Die griechische Regierung will das Land mit weiteren Sparmaßnahmen aus der Krise holen. In den kommenden zwei Jahren sollen mehr als 11,5 Milliarden Euro eingespart werden. Am härtesten treffen diese Maßnahmen die Rentner. Wie die griechische Presse übereinstimmend berichtete, soll es künftig in Griechenland keine Renten mehr geben, die 2.200 Euro übertreffen .

Kürzungen soll es auch bei der Gesundheitsversorgung geben. Wer zu häufig zum Arzt geht, soll bezahlen. Wenn die Arztbesuche einen Wert von 1.500 Euro im Jahr übertreffen, muss der Versicherte für jeden weiteren Arztbesuch 10 Euro zahlen – und wenn er im Krankenhaus bleiben muss, 15 Prozent der Kosten selbst zahlen. Die Eckpunkte seien noch nicht endgültig, hieß es. Die Chefs der drei Parteien der Koalitionsregierung wollen im Laufe des Donnerstags über die Maßnahmen beraten.

Anschließend soll der Plan der Gläubiger-Troika vorlegt werden. In den Gesprächen mit den Vertretern von  Europäischer Union, Internationalem Währungsfonds (IWF) und Europäischer Zentralbank (EZB) sei bisher noch keine abschließende Einigung erzielt worden, sagte ein Vertreter des Finanzministeriums nach einem Treffen des Ressortchefs Giannis Stournara mit der Troika.

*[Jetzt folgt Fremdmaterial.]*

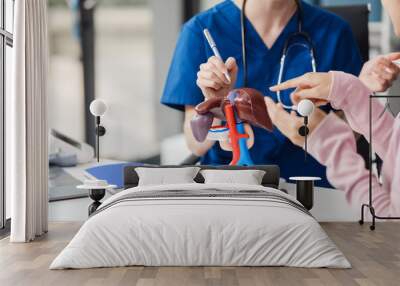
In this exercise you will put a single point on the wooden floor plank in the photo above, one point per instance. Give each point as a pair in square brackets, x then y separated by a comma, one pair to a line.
[375, 258]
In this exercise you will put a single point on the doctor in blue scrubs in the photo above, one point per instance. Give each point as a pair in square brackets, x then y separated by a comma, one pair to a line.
[195, 73]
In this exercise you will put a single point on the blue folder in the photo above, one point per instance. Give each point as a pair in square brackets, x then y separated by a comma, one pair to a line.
[112, 173]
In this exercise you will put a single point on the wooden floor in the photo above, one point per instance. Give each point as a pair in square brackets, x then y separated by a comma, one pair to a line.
[375, 257]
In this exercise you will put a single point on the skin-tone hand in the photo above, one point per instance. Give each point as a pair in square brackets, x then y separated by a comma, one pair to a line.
[313, 86]
[379, 73]
[289, 123]
[211, 78]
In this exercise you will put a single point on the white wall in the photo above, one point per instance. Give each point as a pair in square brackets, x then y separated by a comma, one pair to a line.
[167, 23]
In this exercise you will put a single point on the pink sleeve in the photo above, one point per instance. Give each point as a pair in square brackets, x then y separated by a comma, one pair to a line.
[352, 96]
[333, 144]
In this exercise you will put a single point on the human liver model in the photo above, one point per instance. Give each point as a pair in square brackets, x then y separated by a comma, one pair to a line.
[244, 105]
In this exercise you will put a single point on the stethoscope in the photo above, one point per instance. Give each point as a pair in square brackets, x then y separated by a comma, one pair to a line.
[305, 107]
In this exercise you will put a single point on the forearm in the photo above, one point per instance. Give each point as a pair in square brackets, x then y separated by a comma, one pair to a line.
[349, 94]
[332, 143]
[197, 148]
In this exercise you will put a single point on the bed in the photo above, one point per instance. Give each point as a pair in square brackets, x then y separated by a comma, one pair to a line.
[201, 224]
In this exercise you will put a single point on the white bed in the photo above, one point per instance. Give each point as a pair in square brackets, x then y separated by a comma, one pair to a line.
[203, 231]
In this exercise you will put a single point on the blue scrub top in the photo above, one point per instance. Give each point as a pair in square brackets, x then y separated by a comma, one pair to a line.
[335, 48]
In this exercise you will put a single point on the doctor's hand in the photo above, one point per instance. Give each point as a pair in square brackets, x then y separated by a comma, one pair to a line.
[313, 86]
[211, 78]
[379, 73]
[289, 123]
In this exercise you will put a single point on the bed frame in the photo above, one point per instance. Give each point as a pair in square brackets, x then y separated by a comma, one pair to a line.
[270, 179]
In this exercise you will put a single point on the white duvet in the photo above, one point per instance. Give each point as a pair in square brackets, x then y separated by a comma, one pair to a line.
[200, 231]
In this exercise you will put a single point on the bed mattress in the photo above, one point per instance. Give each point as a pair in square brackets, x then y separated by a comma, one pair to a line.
[201, 225]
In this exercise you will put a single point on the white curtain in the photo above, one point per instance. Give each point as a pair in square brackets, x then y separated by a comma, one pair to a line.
[26, 123]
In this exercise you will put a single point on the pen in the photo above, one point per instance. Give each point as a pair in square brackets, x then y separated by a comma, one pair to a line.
[213, 47]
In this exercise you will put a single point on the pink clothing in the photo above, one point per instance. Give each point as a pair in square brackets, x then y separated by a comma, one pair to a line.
[333, 144]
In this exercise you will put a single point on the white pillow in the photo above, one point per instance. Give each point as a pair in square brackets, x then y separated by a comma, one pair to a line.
[166, 176]
[246, 177]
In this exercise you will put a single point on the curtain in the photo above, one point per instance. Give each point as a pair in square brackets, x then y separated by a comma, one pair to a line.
[26, 123]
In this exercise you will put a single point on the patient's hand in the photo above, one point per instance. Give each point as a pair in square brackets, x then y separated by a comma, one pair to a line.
[211, 78]
[289, 123]
[314, 86]
[379, 73]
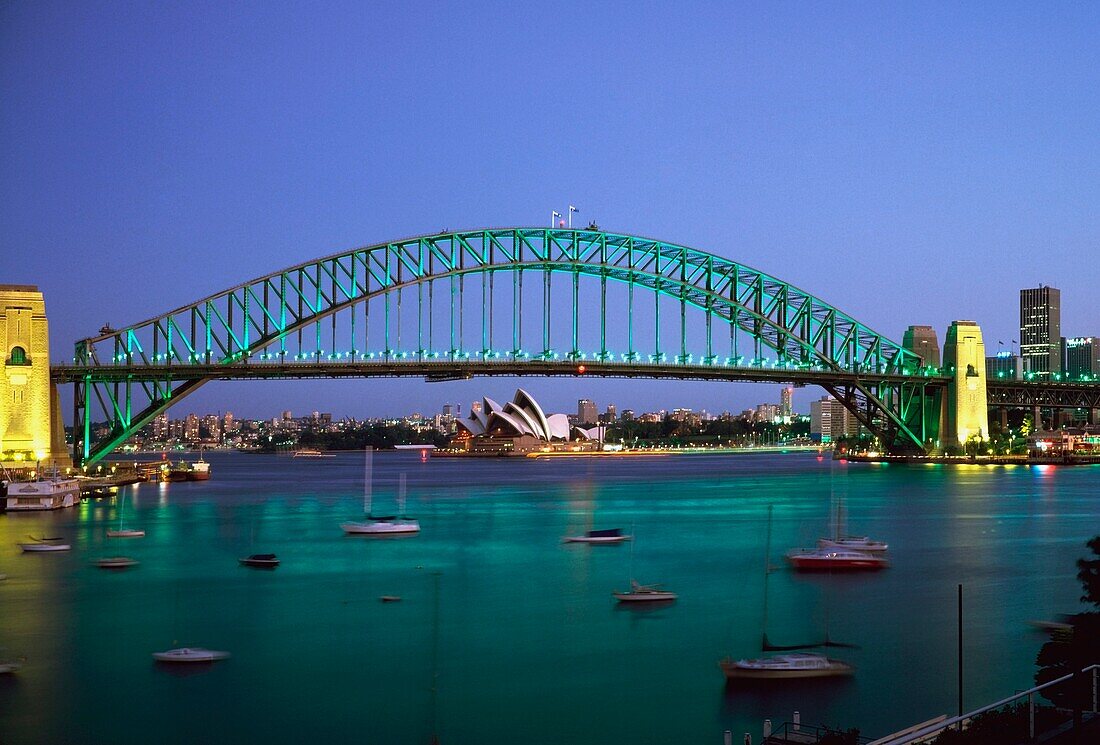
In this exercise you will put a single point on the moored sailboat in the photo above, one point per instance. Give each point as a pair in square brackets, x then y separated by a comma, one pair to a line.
[388, 525]
[784, 666]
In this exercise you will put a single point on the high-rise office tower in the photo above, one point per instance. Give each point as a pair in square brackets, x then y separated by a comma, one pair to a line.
[586, 412]
[1082, 358]
[922, 340]
[1041, 330]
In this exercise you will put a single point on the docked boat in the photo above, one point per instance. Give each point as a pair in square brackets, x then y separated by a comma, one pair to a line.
[392, 525]
[835, 559]
[645, 593]
[200, 470]
[310, 452]
[117, 562]
[125, 533]
[603, 536]
[42, 494]
[189, 655]
[854, 543]
[261, 560]
[43, 547]
[784, 667]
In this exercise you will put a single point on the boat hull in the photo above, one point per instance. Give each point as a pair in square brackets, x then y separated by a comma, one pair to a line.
[866, 547]
[807, 563]
[734, 670]
[596, 539]
[117, 562]
[125, 533]
[261, 563]
[189, 656]
[381, 528]
[645, 596]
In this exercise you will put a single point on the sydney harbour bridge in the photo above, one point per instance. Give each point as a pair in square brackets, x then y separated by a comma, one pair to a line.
[520, 302]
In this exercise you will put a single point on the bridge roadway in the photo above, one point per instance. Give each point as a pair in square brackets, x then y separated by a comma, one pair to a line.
[444, 370]
[1000, 393]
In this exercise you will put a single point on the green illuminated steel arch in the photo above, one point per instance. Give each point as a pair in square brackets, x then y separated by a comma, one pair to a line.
[286, 317]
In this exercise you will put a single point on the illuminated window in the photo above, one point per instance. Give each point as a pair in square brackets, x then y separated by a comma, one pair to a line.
[19, 355]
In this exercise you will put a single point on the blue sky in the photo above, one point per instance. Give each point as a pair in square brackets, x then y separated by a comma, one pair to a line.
[909, 163]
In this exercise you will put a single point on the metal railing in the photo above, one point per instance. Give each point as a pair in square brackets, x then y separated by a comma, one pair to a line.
[925, 733]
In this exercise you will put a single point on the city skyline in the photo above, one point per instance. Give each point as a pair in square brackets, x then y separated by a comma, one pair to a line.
[218, 184]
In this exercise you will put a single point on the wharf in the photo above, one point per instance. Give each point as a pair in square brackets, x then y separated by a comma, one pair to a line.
[99, 485]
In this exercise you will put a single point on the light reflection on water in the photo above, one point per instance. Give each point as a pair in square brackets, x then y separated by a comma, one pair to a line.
[531, 644]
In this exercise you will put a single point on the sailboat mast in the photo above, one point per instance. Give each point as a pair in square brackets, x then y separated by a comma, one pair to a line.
[767, 571]
[367, 477]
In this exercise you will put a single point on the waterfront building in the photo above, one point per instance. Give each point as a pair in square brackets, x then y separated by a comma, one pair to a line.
[829, 420]
[1041, 330]
[586, 413]
[519, 427]
[1082, 358]
[922, 340]
[1005, 365]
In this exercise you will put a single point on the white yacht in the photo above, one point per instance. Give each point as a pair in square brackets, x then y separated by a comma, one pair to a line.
[42, 494]
[784, 666]
[189, 655]
[645, 593]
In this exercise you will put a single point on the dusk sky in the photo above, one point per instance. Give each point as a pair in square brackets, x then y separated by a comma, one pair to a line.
[909, 164]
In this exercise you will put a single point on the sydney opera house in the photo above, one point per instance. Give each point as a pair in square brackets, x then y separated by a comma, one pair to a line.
[519, 427]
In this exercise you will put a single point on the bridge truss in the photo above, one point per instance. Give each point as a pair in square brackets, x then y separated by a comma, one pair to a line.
[515, 300]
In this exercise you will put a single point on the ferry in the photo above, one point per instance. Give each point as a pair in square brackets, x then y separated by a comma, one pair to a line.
[43, 494]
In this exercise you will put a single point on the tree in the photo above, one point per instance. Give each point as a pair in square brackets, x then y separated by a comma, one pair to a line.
[1070, 652]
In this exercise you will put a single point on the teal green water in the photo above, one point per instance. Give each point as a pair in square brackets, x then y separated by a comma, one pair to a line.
[530, 645]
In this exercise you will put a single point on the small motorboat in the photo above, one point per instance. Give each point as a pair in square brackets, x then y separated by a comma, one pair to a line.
[189, 655]
[262, 560]
[781, 667]
[604, 536]
[117, 562]
[854, 543]
[835, 559]
[125, 533]
[645, 593]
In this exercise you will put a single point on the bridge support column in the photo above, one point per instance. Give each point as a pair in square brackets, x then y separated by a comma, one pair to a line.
[967, 407]
[31, 430]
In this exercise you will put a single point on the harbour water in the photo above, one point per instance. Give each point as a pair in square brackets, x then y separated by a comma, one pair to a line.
[527, 644]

Man sei aber auf gutem Wege.

Derzeit überprüft die Troika, ob das von der Pleite bedrohte Land seine Sparzusagen und andere Vereinbarungen zum Hilfspaket einhält . Daran gibt es angesichts des politischen Stillstands während des langen Wahlkampfes im Frühjahr Zweifel. Ein positives Prüfergebnis ist Voraussetzung dafür, dass die nächste Tranche aus dem zweiten Hilfspaket für Griechenland ausgezahlt wird. Die Troika will Anfang September wieder nach Athen reisen.

Griechen ziehen ihr Geld von den Banken ab

Ebenfalls für Donnerstag ist auch ein Treffen des griechischen Regierungschef Antonis Samaras mit EU-Kommissionspräsident José Manuel Barroso vorgesehen.

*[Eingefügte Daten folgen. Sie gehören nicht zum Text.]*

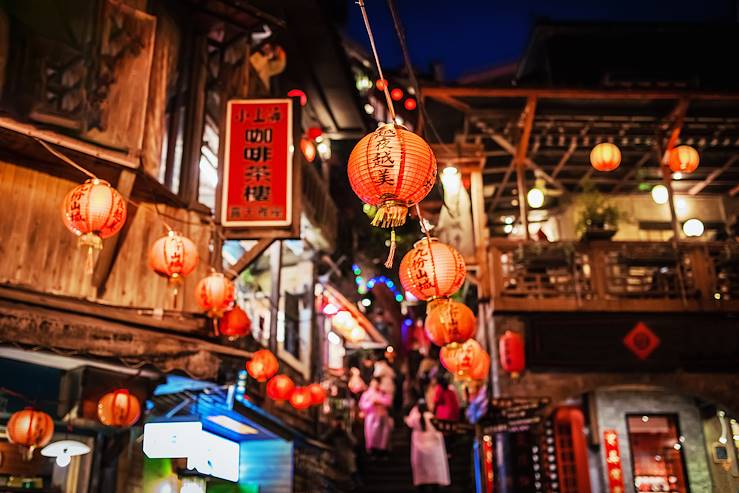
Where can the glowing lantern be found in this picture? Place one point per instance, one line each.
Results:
(605, 157)
(391, 169)
(280, 388)
(119, 408)
(235, 323)
(430, 273)
(512, 355)
(30, 429)
(214, 293)
(683, 159)
(449, 322)
(262, 365)
(300, 398)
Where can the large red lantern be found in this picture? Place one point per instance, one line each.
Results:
(512, 354)
(214, 293)
(280, 388)
(391, 169)
(449, 322)
(605, 156)
(430, 273)
(683, 159)
(262, 365)
(119, 408)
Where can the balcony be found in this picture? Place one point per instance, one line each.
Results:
(614, 276)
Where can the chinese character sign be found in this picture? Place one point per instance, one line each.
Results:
(257, 173)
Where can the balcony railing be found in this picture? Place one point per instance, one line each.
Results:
(614, 276)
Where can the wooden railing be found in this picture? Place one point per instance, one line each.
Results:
(614, 276)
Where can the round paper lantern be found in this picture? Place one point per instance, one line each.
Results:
(512, 354)
(435, 272)
(449, 322)
(391, 169)
(262, 365)
(605, 157)
(173, 256)
(235, 323)
(214, 293)
(300, 398)
(30, 428)
(280, 388)
(119, 408)
(683, 159)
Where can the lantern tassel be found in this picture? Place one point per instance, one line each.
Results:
(391, 253)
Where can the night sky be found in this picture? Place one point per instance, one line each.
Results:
(467, 36)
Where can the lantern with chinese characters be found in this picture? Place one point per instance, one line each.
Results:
(605, 156)
(430, 273)
(119, 409)
(512, 354)
(683, 159)
(280, 388)
(301, 398)
(262, 365)
(30, 429)
(391, 169)
(449, 322)
(214, 293)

Die Bevölkerung scheint den Versprechen der Regierung allerdings nicht zu trauen. Die Griechen heben weiterhin große Mengen Geld von den Banken des Landes ab. Die Einlagen des Privatsektors verringerten sich nach Angaben der EZB im Juni um fast fünf Prozent. Ebenso stark waren sie im Mai zurückgegangen. Die Einlagen betrugen Ende Juni demnach insgesamt 156,2 Milliarden Euro nach 164,1 Milliarden Euro im Vormonat. Dies ist der niedrigste Stand seit mehr als sechs Jahren.

Der Abfluss schwächt das durch die Schuldenkrise angeschlagene Bankensystem des Landes weiter. Die griechische Notenbank hatte hingegen mitgeteilt, im Juni und Juli sei eine Trendwende erreicht worden.